数日雨が続いていましたが、今日はやっと雨が上がりました。
天気とはいえず、曇り空。かなり風が強くて、ピューピュー音が鳴っています。

仕事が一段落し、昨夜の夜中(というかもう朝方近くですが)、やっとNHKスペシャル
「ミラクルボディー 第2回 マイケル・フェルプス 世界最強のスイマー」を見ました。
映し出されたフェルプスの肉体を見てすごいと思ったのが、肩の柔軟性と大腿部の太さです。
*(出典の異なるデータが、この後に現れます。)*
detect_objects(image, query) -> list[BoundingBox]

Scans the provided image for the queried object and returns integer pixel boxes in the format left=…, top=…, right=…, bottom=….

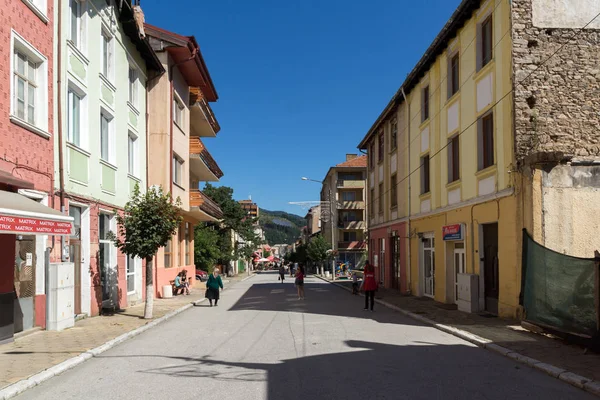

番組では高速度カメラと映像技術を駆使して多方面から彼の泳技術を解明しています。
彼の強さの1つとして、スタート・ターンでの深い潜りを紹介していましたが、
それを可能にしているのは、強いキック力です。

キック力強化として行っているのは、腰に8キロの重量をつけた状態で行うトレーニングです。
まずは立ち泳ぎ。腕は使わず、脚(ドルフィンキック)だけで、40秒間浮かぶ。
これを10秒レストで10回行います。
次に、水中ジャンプを10回1セットを、30秒のインターバルで10セット。
計100回も水中ジャンプを繰り返します。

番組ではコアの強さについて、あまり強く言われていませんでしたが、
あの力強いドルフィンキックは、体幹の強さ(特に下側:股関節周囲筋)に基づくものだと考えられます。
さらに入水後の潜水時に、体幹と下肢が大きくしなやかに動かしても、
腕・肩がぶれずに水中を進めるのも、体幹(特に上側:肩関節周囲筋)が強いからだと考えられます。

水中でのキック力のトレーニングは体幹の強化にもつながっています。
パウエルのときのように、体幹の秘密についても触れてほしかったのですが、
あのキック力のトレーニングを見ただけでも、見たかいがありました。

競泳ではいかに抵抗を減らし、推進力を高めるかが重要であることを、しっかり押さえており、
競泳の奥の深さをスポーツ科学が垣間見させてくれた番組でした。